When your mouse is not your friend.

mouse-pest-control_0 (Well, not this kind of mouse.)


Do not “click”, do not respond, do not trust…be paranoid.  Seriously.  Cyber fraud is big news these days.  Unfortunately, it’s everywhere and we’re direct targets.  Now that most transactions of any sort are taking place on the internet and through email, it’s crucial to be able to protect yourself against fraud and scams.  You don’t necessarily have to be paranoid, but maintaining a skepticism on the back burner of your brain is a good thing.  And now is a good time to train your finger to restrain your mouse.

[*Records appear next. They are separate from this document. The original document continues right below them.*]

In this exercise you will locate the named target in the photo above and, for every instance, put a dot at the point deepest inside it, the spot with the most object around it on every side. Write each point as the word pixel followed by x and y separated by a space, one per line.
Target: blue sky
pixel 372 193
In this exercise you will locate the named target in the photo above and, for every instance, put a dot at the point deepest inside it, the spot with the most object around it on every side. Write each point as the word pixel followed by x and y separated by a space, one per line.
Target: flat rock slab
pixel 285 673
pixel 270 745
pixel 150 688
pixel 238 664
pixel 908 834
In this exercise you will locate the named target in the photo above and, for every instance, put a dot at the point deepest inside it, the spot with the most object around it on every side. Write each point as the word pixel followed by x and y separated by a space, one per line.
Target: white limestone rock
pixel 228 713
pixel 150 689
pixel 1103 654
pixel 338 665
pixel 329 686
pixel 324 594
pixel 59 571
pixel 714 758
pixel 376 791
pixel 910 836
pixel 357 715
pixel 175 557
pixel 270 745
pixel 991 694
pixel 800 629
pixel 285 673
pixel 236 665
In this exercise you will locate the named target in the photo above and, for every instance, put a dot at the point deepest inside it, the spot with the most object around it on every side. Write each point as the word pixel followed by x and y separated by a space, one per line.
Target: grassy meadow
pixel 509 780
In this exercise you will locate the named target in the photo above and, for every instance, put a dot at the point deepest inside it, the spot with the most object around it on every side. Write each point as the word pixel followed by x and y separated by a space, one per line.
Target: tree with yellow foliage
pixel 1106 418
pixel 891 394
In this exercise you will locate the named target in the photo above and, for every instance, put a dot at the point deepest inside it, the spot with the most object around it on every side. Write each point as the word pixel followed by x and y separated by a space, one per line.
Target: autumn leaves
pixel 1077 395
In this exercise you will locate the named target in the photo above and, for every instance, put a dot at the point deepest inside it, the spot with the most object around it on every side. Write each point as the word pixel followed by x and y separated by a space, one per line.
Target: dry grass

Though there are a number of ways a scammer can scam, email tends to be one of the easiest targets because we get so many emails and because so many of us use email.  It was an article in RISMedia e-news, “Transacting Business in the Age of Wire Fraud”, that sparked this post’s topic.  Recently and increasingly, real estate and other business transactions are at risk of fraud through business email compromise, BEC, or “phishing”. As we watch news articles unfold about hackers getting into political campaigns, credit companies’ databases, and even social sites like Facebook, we might overlook that BEC is the fastest growing international crime, as sited by the FBI.  Getting caught by an email scammer is as simple as the click of a mouse or finger on the touchpad and can happen to even the most savvy computer whizzes.

So how can we minimize the danger?  There are a few really solid things a person can implement to boost protection and one of the most important of these– and perhaps most difficult –is mental.  Simply don’t automatically trust anything that comes into your email.  An email that might look so innocent could actually be the worst nightmare you can face.  Unfortunately this is counter to the way people function.  We don’t want to be rude or be distrustful.  We want to be helpful and want to follow the directions.  That’s exactly what the cyberthief is preying on.  So you have train yourself to be suspicious of all emails, even one that looks like it’s from a friend.  Below are links to specific actions you can take, but the baselines you must follow is: DO NOT EVER provide personal and financial information through email.  Legitimate companies won’t ask you to.  The IRS won’t ask you to.  Your bank won’t ask you to.  So just don’t.  If it looks strange, don’t open it.  If it comes from what looks to be an institution you deal with but the grammar is off or the address just doesn’t look right, then go with your gut.  If you don’t really feel comfortable clicking a link, then don’t.   For example, I got an email from a former client that looked something like this:

From:  James Client             RE:

My suspicion was raised for a few reasons.  The supposed sender was a former client that I hadn’t talked with in a long while; the text began with “RE:” as if it was responding to something I’d sent;  also it didn’t makes sense that he didn’t begin with something like, Got A Real Estate Question, which fits his and my relationship.  It just didn’t look right and I didn’t click it.   “Not clicking” is another mental challenge like the like the desire to be trusting.  Those of us who really gotta know what something says have to just get over it!

To make sure you don’t feel like a jerk to the person who sent the email, call them or write them a separate email and ask if they sent it.  Very easy.  Not only will you not offend them, but you might have saved them some headache if they find out their account has been hacked.  If it’s business and you’re worried that you should respond, again just call.  Do you think that’s a strange note from your doctor?  Don’t click the link, just call.  As a real estate professional, I can state unequivocally that you should never follow wiring instructions through an email without confirming the email’s legitimacy.  People have lost 100’s of thousands of dollars wiring the cash to purchase their new home to what they thought was the right location but actually was a cyberthief.  When that happens, 100’s of thousands of dollars are gone and cannot be retrieved.  Gone.   No new house.  The possibility of this happening far outweighs the possibility that you’ve offended someone.

Take a look at the sites below and get to know the things you should look out for.  And at the very least, Do not “click”, do not respond, do not trust…be paranoid.  DO NOT OPEN!


Phishing: the fraudulent practice of sending emails purporting to be from reputable companies in order to induce individuals to reveal personal information, such as passwords and credit card numbers.

Link: the underlined usually bolded and colored data string that when clicked takes you to another location on the web, the two links below are examples.

Site security: different programs that can boost protection against phishing

Cyber: relating to or characteristic of the culture of computers and information technology and virtual reality.  Otherwise known as “all that stuff out there in space” (my personal definition).

Hacker: one who uses computers to gain unauthorized access to data.